The Healthcare industry seems to be the most impacted with healthcare groups reporting that they have not been able to pay holiday and overtime pay to their staff due to the outage. UKG is reportedly connecting recovery specialists with the remaining organizations that were hit. This has not stopped people from being understandably angry about the situation. There are even lawsuits that have been filed by employee groups against UKG.
The real question is, how did this happen in the first place? Kronos is going to be tight on details (understandably) unless legally compelled to disclose them, so we do not know much about how the attack unfolded. We know that Ransomware got into their system and encrypted several databases in their private cloud. Kronos went the recovery route and did not pay the ransom as many have. However there seems to be a glitch in that plan as we are now over a month since the original incident and still no recovery.
There are many theories about why this is happening including a chance that the backups and the offsite backups have been compromised.
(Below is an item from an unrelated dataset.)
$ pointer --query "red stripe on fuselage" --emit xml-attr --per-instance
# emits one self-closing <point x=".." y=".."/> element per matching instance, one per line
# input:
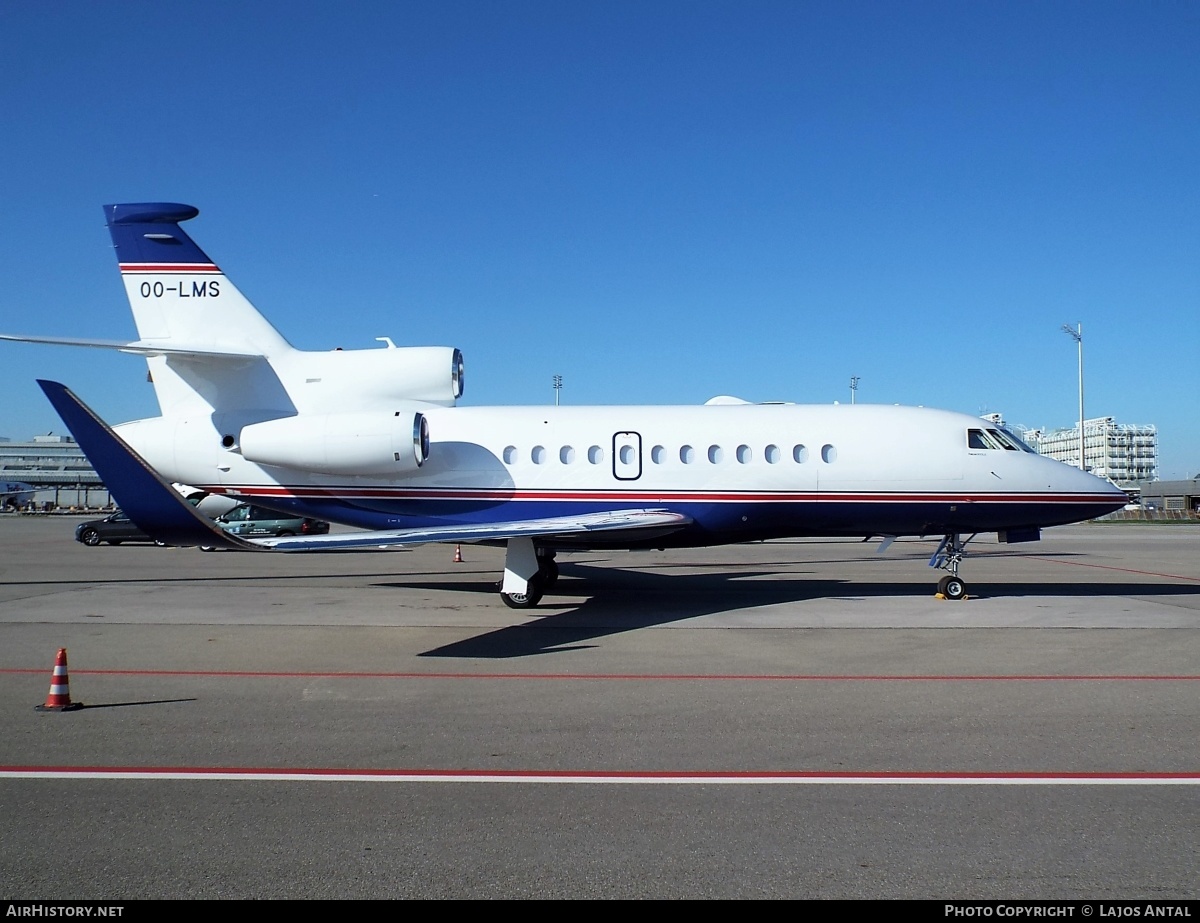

There are several ways this could have happened. If the local or first line backups were not properly configured or protected, then the ransomware would have been able to encrypt them. This is seen when there is a disk-based backup, and it runs over SMB or another common file transfer system. These types of configurations leave the backup exposed to malware and should be avoided. Kronos should have also had an offsite backup, but that might also have been impacted if the attackers were able to push the malware into the connection and cause it to overwrite the files.
Outside of the backups being encrypted there are other potential challenges to recovery. Kronos could be looking at more than just the data that was impacted. If the infrastructure was damaged and servers non-recoverable, they might need top build the whole house again. I have seen this happen in a few instances and it is not pretty. If they must rebuild the environment and then try to restore data that might take a couple of months and not just the few weeks that was originally talked about. The reasons behind this could be anything if the attackers had enough time and access.
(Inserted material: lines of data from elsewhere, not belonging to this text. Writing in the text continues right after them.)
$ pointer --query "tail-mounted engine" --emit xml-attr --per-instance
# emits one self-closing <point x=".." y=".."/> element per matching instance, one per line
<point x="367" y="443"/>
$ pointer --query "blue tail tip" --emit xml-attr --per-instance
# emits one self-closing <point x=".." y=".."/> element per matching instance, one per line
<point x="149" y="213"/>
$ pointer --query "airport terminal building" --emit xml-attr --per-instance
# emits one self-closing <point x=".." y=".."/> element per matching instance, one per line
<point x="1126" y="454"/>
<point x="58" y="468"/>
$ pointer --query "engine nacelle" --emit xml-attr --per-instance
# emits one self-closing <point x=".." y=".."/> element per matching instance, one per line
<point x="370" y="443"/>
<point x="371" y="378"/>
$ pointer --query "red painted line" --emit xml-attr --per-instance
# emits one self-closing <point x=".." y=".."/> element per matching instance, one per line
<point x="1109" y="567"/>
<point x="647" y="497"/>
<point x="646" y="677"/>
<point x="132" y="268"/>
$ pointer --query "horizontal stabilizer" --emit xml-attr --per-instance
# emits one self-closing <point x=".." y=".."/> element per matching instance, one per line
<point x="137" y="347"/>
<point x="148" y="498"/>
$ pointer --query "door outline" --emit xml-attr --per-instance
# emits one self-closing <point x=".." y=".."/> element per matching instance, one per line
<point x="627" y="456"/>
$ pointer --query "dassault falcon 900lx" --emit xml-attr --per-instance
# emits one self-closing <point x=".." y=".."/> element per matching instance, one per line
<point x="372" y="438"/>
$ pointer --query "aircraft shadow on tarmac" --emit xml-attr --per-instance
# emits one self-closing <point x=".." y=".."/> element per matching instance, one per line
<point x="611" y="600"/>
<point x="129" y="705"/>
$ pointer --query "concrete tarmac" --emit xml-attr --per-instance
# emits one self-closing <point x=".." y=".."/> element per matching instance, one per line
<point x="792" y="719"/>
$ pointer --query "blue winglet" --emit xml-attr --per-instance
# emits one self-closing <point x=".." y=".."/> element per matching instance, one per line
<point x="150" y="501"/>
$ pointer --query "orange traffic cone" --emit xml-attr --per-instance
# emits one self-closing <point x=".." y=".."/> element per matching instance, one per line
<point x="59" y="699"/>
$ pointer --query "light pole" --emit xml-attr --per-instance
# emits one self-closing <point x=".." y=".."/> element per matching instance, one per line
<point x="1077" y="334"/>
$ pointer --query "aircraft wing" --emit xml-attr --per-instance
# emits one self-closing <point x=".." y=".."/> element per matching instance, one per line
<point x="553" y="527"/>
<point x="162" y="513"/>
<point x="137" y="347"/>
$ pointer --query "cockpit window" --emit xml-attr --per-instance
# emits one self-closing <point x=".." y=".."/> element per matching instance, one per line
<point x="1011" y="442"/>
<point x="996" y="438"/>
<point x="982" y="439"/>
Outside of attacker activity there could also be more routine issues with the backups. Depending on what they are using as a database server service, they could not even be able to restore directly to the database servers due to missing or improperly backed up log files. They could also have simply bad backup policies which did not include periodic testing of the backed-up data. Upon going to restore they could have found nothing or simple disk corruption. Realistically the possibilities are endless for the reasons behind the delay.
Despite having valid reasons for a delay it does not remove the liability that Kronos has. The facts around the incident need to be disclosed and understood. I am sure this will be part of the law suits (that will likely become class action). Cloud service providers, especially HR and payroll services are targets. They know this and should have proactive preventative measures that mitigate the impact of an event like this. They also should have backups, many, many backups. These backups should be integrity tested one a routine and random basis to ensure that a full bare metal restore can be completed if required. The databases and servers themselves should be hardened against attack using modern antimalware solutions on top of other OS hardening and DLP solutions. This is what should be done, this is not what was done, at least at this stage.
For the companies that were using Kronos, it is not acceptable to push the blame for failure to pay employees on the Kronos incident. Backup methods for payroll should also be part of any plan. It is not enough to buy a cloud service and wash your hands of the responsibility. No, at the end of the day the organization is responsible for the fallout. In this case these groups dropped ownership and now their people are paying the price.